A browser-based sudoku solver. Heavily optimized.

Optimizations

  • Performs calculation off the main thread using a worker
  • Performs calculation in parallel using a worker pool
  • Performs calculation using a wasm module compiled from rust
    • the build is a little unconventional because I'm not using wasm-pack
    • make sure the machine's wasm-bindgen-cli version matches the project's required wasm-bindgen version
    • cargo build --release --target wasm32-unknown-unknown && wasm-bindgen target/wasm32-unknown-unknown/release/logic.wasm --target no-modules --out-dir ./pkg from ./logic

Intro

This repo uses solving a sudoku puzzle to demonstrate performance optimizations, focusing on front end/browser specific optimizations.

You could ask why this stuff is worth learning, since in real projects, FE performance is dominated by network latency, asset size, and app architecture. Content sites almost never have to do anything computationally intensive, and even interactive apps have to only rarely (and when they do, it's usually a framework doing something under the hood). But tasks like this do come up (eg, very graphically intensive sites, audio/video editors, etc), the solutions are inherently interesting, and each FE specific optimization described here is a specific example of a general technique.

What the repo demonstrates

The general techniques are:

  1. optimizing the algorithm itself
  2. multithreading
  3. offloading onto something more performant

And the specific examples are:

  1. avoiding unncessary work
  2. webworkers
  3. wasm

The README is meant to be read alongside the commits. I'll copy some of the relevant code and changes, but it will make the most sense side by side with the actual diffs.

What the repo does not demonstrate

How to actually benchmark performance and come up with possible optimizations. Benchmarking and finding hot spots is vital so that you can make sure you're optimizing the right things and validate/track progress.

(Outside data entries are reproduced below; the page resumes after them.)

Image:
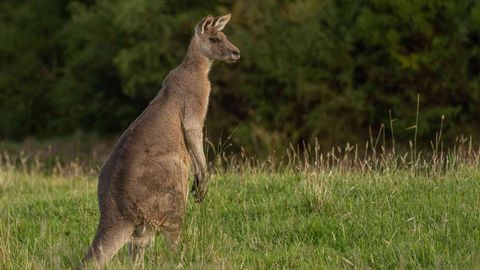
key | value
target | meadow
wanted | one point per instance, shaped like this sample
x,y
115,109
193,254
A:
x,y
325,211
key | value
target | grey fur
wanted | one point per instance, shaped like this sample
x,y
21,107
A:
x,y
143,186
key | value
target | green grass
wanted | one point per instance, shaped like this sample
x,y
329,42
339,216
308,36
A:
x,y
261,220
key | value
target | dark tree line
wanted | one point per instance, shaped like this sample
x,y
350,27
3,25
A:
x,y
309,69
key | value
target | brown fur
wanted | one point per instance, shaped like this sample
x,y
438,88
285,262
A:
x,y
143,186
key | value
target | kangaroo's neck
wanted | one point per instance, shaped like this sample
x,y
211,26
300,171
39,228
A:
x,y
195,61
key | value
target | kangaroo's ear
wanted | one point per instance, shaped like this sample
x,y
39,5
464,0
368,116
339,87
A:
x,y
204,24
221,21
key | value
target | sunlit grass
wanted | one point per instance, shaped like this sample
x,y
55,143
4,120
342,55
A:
x,y
256,219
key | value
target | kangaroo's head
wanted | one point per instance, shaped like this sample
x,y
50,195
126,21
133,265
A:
x,y
212,42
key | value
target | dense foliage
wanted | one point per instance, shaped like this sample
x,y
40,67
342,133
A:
x,y
309,69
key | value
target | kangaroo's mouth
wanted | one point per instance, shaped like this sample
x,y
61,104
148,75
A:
x,y
231,60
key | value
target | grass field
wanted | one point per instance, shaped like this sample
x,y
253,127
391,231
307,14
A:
x,y
259,219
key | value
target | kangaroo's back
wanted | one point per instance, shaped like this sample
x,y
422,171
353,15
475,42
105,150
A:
x,y
143,185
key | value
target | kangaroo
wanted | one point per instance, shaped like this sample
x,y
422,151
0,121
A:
x,y
143,186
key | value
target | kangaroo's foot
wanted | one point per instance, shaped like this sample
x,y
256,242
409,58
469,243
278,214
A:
x,y
141,238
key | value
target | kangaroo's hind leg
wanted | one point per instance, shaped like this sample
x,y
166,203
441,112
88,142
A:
x,y
141,238
108,240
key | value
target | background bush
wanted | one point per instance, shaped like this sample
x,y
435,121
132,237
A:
x,y
309,69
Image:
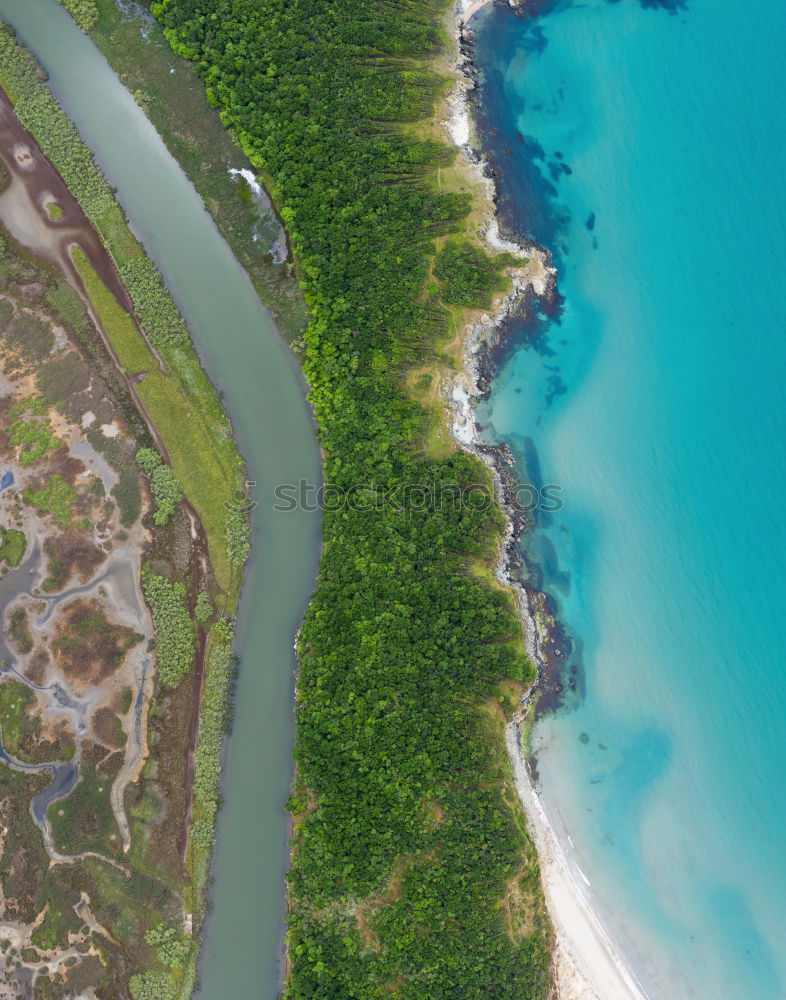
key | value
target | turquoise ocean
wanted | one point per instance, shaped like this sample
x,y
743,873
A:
x,y
644,144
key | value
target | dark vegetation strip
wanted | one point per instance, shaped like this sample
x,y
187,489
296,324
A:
x,y
412,874
182,405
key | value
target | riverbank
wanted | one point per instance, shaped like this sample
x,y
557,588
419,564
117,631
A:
x,y
178,410
586,964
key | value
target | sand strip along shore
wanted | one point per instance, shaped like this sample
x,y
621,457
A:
x,y
586,963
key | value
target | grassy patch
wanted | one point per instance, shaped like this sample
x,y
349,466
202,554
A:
x,y
56,497
15,700
31,431
129,344
12,546
84,821
19,632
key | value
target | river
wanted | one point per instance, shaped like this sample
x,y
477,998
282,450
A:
x,y
259,380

But you won't learn that here.

Setup the site (1st and 2nd commit)

The first two commits set up the repo and create everything we'll need for the sudoku solver (adding controls, wiring up event handlers, etc) except the actual solver function. The optimizations are what we care about, so I won't discuss setup.

Initial implementation of the sudoku solver (3rd commit)

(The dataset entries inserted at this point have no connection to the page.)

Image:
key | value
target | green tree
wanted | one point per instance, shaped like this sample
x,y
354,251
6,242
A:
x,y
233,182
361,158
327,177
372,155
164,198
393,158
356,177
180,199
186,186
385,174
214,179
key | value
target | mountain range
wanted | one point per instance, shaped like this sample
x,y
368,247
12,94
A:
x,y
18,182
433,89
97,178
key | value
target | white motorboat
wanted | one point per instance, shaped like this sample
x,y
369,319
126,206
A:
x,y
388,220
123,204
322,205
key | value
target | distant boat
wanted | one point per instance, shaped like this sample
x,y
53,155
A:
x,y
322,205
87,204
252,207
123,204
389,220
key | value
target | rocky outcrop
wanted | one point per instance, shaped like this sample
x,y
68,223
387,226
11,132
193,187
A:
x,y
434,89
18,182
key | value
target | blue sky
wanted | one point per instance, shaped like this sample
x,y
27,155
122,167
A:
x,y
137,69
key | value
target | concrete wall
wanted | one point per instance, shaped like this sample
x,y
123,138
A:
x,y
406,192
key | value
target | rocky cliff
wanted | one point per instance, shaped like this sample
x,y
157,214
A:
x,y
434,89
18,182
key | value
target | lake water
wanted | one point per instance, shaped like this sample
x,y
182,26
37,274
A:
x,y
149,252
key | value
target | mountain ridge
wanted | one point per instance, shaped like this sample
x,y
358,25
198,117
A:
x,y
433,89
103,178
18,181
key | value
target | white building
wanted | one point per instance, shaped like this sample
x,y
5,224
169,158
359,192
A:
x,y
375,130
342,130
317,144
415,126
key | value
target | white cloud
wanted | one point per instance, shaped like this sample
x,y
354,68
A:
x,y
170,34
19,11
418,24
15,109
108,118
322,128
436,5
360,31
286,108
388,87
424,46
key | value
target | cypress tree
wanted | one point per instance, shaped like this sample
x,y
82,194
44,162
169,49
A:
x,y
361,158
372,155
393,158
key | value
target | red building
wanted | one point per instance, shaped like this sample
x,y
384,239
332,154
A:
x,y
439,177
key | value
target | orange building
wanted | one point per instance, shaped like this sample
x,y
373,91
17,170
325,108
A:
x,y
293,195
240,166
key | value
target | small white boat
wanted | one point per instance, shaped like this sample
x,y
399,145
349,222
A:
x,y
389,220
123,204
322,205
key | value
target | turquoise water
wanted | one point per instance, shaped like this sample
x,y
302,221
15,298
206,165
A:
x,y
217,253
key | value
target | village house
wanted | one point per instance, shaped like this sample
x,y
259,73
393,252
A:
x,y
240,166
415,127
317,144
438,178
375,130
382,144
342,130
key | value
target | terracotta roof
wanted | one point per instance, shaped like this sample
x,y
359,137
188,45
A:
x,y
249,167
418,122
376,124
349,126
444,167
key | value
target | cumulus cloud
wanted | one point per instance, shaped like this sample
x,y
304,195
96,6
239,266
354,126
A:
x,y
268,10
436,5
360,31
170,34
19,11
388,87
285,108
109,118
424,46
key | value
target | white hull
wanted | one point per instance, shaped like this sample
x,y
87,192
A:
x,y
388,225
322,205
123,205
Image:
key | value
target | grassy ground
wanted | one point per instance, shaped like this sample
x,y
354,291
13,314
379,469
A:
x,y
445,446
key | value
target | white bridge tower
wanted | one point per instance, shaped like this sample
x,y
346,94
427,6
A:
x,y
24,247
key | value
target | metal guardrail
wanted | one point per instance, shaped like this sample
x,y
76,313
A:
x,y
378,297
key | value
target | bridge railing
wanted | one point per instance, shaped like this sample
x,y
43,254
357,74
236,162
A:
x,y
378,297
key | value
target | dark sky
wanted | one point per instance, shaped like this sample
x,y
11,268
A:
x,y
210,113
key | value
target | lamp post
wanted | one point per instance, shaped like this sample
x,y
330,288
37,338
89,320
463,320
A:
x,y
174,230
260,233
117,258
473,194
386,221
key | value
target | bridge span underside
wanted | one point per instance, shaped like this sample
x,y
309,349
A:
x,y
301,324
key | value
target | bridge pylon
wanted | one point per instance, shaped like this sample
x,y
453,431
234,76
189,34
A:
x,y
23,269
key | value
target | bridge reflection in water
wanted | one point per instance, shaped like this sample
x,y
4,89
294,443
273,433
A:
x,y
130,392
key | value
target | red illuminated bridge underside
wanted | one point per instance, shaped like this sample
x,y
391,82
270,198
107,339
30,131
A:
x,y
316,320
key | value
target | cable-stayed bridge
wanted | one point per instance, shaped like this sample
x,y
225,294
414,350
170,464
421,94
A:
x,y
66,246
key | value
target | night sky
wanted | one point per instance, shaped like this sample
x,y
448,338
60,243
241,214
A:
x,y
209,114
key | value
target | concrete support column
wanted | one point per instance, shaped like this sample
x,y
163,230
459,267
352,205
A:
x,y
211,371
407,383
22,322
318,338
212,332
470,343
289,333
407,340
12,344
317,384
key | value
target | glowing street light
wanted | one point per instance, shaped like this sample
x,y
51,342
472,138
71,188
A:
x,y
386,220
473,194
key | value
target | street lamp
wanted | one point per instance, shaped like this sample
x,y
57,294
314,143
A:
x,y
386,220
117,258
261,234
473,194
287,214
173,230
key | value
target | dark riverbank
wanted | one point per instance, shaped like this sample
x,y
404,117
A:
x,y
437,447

This is a completely unoptimized implementation of the sudoku solver algorithm. We'll optimize it as the post goes on.

const solveSudoku = (board) => {
  if (!isValidSudoku(board)) return null;

  for (let rowI = 0; rowI < 9; rowI++) {
    for (let colI = 0; colI < 9; colI++) {
      if (board[rowI][colI] === 0) {
        for (let candidate = 1; candidate < 10; candidate++) {
          board[rowI][colI] = candidate;
          solveSudoku(board);
          if (isCompleteSudoku(board) && isValidSudoku(board)) return board;
        }
        board[rowI][colI] = 0;
        return null;
      }
    }
  }

  return null;
};

Don't worry too much about the details, but it's a recursive backtracking algo that blindly tries every allowable value for every blank cell, and backtracks when the board gets into an unsolvable state (when any remaining blank cell has no allowable values). isValidSudoku checks whether the board already has a repeated number in any row, column, or box. isCompleteSudoku checks that every value in the board is 1-9.

Benchmark (4th commit)

We need a way to evaluate how fast the solver works. I have a bunch of sudoku puzzles I got off leetcode (which is also how I tested the algo) and a random sudoku websites. To benchmark the algo, the page solves each puzzle on load and tracks how long it takes. I won't go into the code because it's ugly and beside the point of the repo.

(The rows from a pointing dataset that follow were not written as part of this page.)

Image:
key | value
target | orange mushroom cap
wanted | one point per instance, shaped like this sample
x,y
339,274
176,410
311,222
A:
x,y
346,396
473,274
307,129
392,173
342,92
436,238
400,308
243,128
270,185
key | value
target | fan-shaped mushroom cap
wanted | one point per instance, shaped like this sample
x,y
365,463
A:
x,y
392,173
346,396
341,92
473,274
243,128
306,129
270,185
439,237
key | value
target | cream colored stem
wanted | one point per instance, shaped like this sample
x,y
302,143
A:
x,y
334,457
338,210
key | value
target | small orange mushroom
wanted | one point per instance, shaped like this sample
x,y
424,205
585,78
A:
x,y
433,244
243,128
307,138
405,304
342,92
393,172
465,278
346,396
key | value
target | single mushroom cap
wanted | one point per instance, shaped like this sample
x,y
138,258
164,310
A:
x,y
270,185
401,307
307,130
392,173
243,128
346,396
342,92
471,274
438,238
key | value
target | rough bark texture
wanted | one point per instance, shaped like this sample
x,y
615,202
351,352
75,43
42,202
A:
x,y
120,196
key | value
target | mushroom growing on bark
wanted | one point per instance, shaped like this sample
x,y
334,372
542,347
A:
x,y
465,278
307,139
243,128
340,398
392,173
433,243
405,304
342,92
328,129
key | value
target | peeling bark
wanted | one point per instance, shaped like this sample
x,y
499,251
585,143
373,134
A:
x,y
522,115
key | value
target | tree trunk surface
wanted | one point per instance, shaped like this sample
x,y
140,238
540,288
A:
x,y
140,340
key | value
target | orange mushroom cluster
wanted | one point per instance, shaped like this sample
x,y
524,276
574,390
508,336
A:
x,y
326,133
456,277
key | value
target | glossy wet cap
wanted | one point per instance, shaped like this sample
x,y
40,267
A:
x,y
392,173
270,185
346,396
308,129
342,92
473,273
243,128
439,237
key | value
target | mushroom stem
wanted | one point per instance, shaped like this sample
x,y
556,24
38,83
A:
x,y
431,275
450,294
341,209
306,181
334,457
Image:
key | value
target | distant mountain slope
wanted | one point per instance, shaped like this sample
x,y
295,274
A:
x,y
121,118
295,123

We can see that the initial implementation takes ~530ms on average (on my admittedly pretty souped up computer).

Optimization #1: optimize the algo (5th commit)

Let's take a look at an optimized version of the same algo

const solveSudoku = (board) => {
  const isValidGuess = (board, candidate, rowI, colI) => {
    for (let i = 0; i < 9; i++) {
      if (board[rowI][i] === candidate) return false;
      if (board[i][colI] === candidate) return false;
      if (
        board[3 * Math.floor(rowI / 3) + Math.floor(i / 3)][
          3 * Math.floor(colI / 3) + (i % 3)
        ] === candidate
      )
        return false;
    }

    return true;
  };

  const solver = (board, n = 0) => {
    if (n === 81) return true;

    const colI = n % 9;
    const rowI = (n - colI) / 9;

    if (board[rowI][colI] !== 0) return solver(board, n + 1);

    for (let candidate = 1; candidate < 10; candidate++) {
      if (isValidGuess(board, candidate, rowI, colI)) {
        board[rowI][colI] = candidate;
        const isDone = solver(board, n + 1);
        if (isDone) return true;
        board[rowI][colI] = 0;
      }
    }

    return false;
  };

  return isValidSudoku(board) && solver(board) ? board : null;
};

It's a little uglier, but a lot faster. There are two improvements:

  • The old implementation decided whether to prune candidate branches by validating the entire board. The new implementation decides whether to prune candidate branches by validating just the candidate's row, column, and box. It doesn't even need to allocate a new stack frame to check. This is much less work, and therefore much faster.
    • The insight here is that a candidate can only invalidate the board via its cell's row, column, and box. It cannot effect the rest of the board. Therefore, you only need to check the cell's row, column, and box to make sure the guess is valid (it can still make the board unsolvable later, which is what the backtracking part of the algo deals with in both implementations).
    • The whole board still needs to be validated to make sure the it didn't start in an invalid state, but it only needs to be validated once, at the beginning of the function.
  • The old implementation iterated through every cell in the board looking for the first empty space on every invocation. The new implementation jumps straight to the next unchecked cell. This optimization makes much less of a difference, but it's still something.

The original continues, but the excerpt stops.